The Cupertino, Calif.-based company, which designs communications chips, announced Wednesday that revenue will be $13 million and earnings per share will be flat. The company had previously estimated revenue of $16.1 million and earnings per share of 1 cent.
The so-called fabless--or fabrication-plant free--semiconductor company blamed the shortfall on slowing PC demand, a buildup of inventory at distributors and sluggish demand for flat panels. Silicon Image will announce its official fourth-quarter results Jan. 25.
Silicon Image stock sank to $6.06 in midday trading, down 30 percent since the closing price Wednesday. Nearing its 52-week low of $5 per share, the stock is down 83 percent since the first of the year.
In a news release distributed after the close of trading Wednesday, Silicon Image predicted 2001 revenue growth of at least 60 percent.

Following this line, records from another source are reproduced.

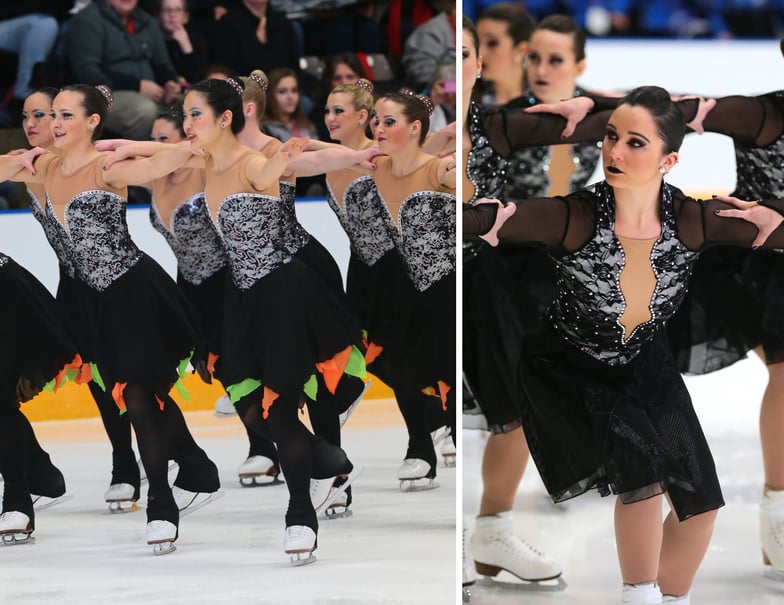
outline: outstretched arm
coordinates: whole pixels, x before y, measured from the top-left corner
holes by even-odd
[[[716,99],[703,126],[708,132],[725,134],[747,147],[765,147],[784,136],[784,115],[772,95],[734,95]]]
[[[261,153],[245,164],[245,176],[258,191],[268,189],[278,182],[284,171],[296,160],[309,139],[294,137],[283,143],[270,158]]]
[[[381,155],[375,145],[359,150],[330,143],[322,145],[328,145],[328,147],[303,153],[289,164],[289,169],[296,172],[297,176],[314,176],[355,165],[359,169],[368,169],[375,167],[372,165],[373,158]]]
[[[24,153],[0,155],[0,181],[43,183],[43,176],[36,173],[34,163],[45,153],[48,153],[45,149],[34,147]]]
[[[109,166],[105,163],[103,178],[112,187],[142,185],[182,168],[191,157],[193,151],[188,141],[176,145],[166,143],[150,157],[126,159]]]

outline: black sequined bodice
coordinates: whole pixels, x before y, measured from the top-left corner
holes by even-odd
[[[108,288],[142,257],[128,232],[127,204],[109,191],[84,191],[66,204],[63,225],[47,198],[47,220],[54,221],[59,246],[73,263],[76,277],[96,290]]]
[[[177,269],[191,284],[200,284],[226,266],[226,252],[210,218],[204,193],[182,202],[171,215],[167,228],[153,201],[150,222],[163,235],[177,257]]]
[[[771,95],[779,107],[784,106],[784,90]],[[784,110],[783,110],[784,111]],[[735,143],[737,181],[735,197],[742,200],[784,197],[784,137],[765,147],[744,147]]]
[[[260,193],[236,193],[218,207],[218,231],[239,289],[249,289],[291,260],[279,228],[281,209],[279,197]]]
[[[297,186],[291,181],[280,181],[280,232],[284,245],[291,254],[299,252],[310,241],[307,232],[297,219],[294,207]]]
[[[474,185],[474,195],[469,203],[479,198],[500,198],[506,184],[509,162],[493,149],[481,120],[481,109],[471,102],[468,108],[468,134],[471,150],[468,152],[466,174]]]
[[[642,345],[677,310],[698,253],[678,239],[672,193],[662,187],[662,231],[653,245],[656,287],[651,320],[626,333],[620,322],[626,307],[620,275],[625,256],[615,236],[615,201],[604,182],[589,188],[596,198],[593,237],[580,249],[557,258],[558,295],[548,312],[556,330],[573,346],[609,365],[631,361]]]
[[[41,223],[46,240],[49,242],[52,250],[54,250],[61,270],[64,271],[68,277],[76,277],[76,269],[74,268],[73,261],[68,256],[64,240],[60,237],[57,219],[54,216],[50,216],[42,207],[43,204],[46,204],[46,200],[38,200],[35,197],[35,194],[29,189],[27,190],[27,193],[30,196],[30,212],[35,217],[35,220]]]
[[[351,251],[371,267],[395,248],[387,220],[389,213],[379,203],[377,194],[373,177],[361,176],[346,187],[341,207],[327,181],[327,202],[348,235]]]

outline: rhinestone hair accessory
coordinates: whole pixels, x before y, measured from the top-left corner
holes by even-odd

But analysts took a far more bearish stance.
Lehman Brothers analyst Arnab Chanda predicted the company will have 2001 revenue growth of only 30 percent--and he believes that may not be conservative enough for the first quarter of 2001. He slashed his 2001 earnings-per-share estimate from 7 cents to 2 cents and cut his rating from "buy" to "outperform."
"Silicon Image has a vast majority of their current revenues derived from displays for the PC market," Chanda wrote in a research note issued Thursday. "The macro-level PC environment has deteriorated over the past few months...We do not believe that the resumption of historical growth in the display market is likely until" the second quarter of 2001.

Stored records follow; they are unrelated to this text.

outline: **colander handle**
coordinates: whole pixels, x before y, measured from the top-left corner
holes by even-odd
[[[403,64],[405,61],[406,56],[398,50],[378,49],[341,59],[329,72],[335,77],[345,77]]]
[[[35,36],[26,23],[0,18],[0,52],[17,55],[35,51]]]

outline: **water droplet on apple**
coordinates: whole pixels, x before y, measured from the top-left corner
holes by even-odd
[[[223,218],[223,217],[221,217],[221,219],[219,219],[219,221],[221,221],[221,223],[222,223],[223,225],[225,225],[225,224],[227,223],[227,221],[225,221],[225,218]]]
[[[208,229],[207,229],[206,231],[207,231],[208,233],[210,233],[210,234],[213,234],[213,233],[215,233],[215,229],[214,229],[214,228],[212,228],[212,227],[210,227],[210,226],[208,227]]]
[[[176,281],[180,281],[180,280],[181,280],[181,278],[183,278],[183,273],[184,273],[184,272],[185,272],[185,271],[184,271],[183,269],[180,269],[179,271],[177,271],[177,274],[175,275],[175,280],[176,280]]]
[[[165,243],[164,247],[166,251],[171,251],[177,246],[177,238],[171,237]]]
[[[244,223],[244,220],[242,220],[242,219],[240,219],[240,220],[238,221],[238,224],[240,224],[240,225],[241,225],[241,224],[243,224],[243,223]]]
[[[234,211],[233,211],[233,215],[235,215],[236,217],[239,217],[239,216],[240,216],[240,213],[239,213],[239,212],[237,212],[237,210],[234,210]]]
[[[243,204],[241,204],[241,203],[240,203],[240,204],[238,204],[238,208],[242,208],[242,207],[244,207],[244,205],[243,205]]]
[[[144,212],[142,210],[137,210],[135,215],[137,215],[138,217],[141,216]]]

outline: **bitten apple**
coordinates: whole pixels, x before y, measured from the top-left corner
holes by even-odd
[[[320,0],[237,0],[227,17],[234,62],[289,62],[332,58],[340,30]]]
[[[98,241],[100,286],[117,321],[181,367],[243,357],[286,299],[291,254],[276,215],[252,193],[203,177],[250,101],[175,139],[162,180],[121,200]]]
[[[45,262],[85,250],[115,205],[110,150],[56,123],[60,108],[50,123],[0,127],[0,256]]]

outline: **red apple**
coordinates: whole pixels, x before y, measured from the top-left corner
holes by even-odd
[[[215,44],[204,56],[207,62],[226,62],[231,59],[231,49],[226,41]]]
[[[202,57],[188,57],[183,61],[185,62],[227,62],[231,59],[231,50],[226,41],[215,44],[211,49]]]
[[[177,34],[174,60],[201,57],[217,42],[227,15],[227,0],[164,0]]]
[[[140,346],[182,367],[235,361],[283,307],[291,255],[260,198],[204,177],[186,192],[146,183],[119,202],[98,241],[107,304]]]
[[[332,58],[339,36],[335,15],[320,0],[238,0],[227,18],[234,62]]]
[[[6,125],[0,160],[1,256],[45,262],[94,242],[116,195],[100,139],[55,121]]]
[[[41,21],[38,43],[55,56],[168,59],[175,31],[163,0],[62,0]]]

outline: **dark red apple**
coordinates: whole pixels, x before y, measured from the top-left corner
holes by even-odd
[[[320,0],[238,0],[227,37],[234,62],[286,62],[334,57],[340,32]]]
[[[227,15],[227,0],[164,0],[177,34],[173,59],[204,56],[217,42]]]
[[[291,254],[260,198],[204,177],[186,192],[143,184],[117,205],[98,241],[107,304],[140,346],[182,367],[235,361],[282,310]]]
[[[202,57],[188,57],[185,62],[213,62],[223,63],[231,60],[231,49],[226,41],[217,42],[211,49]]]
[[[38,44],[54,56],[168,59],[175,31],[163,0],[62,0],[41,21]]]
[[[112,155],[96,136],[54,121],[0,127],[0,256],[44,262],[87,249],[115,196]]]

On Thursday, Dain Rauscher Wessels downgraded Silicon Image to "neutral," while Prudential Securities cut it to "hold." C.E. Unterberg Towbin cut it from "strong buy" to "buy." Credit Suisse First Boston reiterated its "buy" rating.

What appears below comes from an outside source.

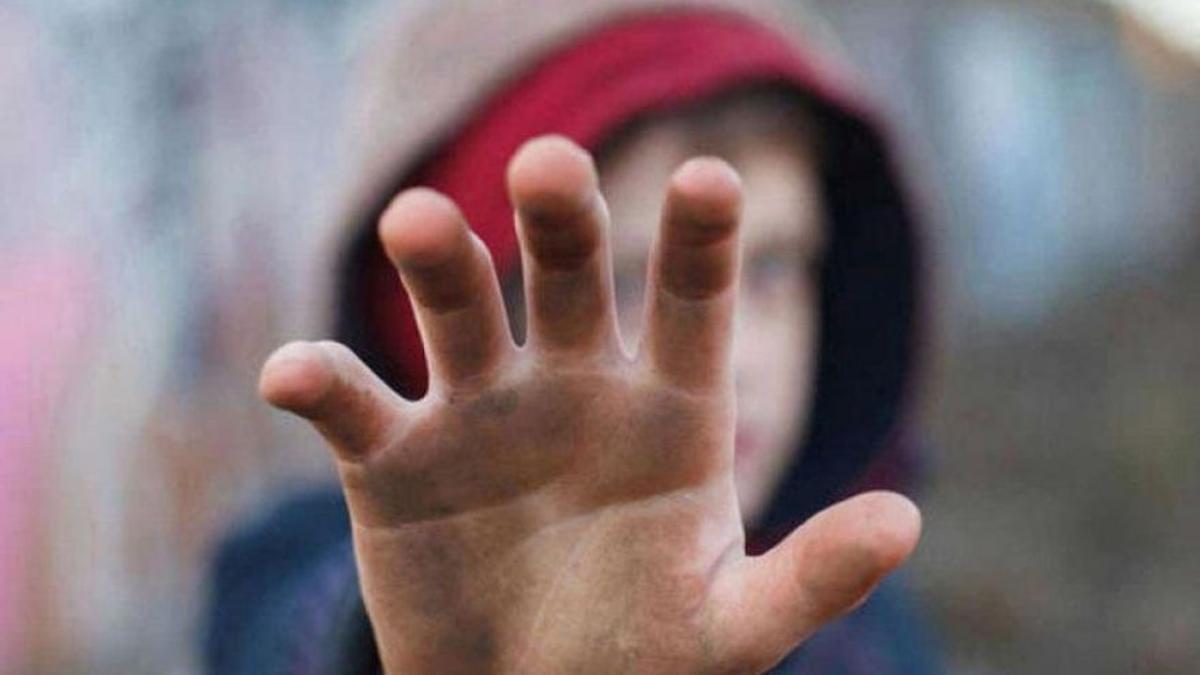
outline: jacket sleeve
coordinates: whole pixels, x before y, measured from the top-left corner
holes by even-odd
[[[817,631],[772,675],[940,675],[936,636],[903,576],[891,576],[847,616]]]
[[[233,531],[217,550],[209,592],[206,672],[380,672],[335,488],[284,499]]]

Silicon Image also announced Wednesday a voluntary stock option exchange program in which option holders may swap existing stock options for new options with lower strike prices. The new options will have an exercise price of the company's closing price on the Nasdaq on Dec. 22, and they will vest over four years.
The program is not open to directors and executives of the company, including the chief executive officer, chief operational officer and chief financial officer.
Wall Street is not likely to look favorably on the options exchange. In general, financial institutions frown on companies that reprice options or otherwise attempt to alter the value of employees' option packages because such programs often dilute the stock and require accounting charges.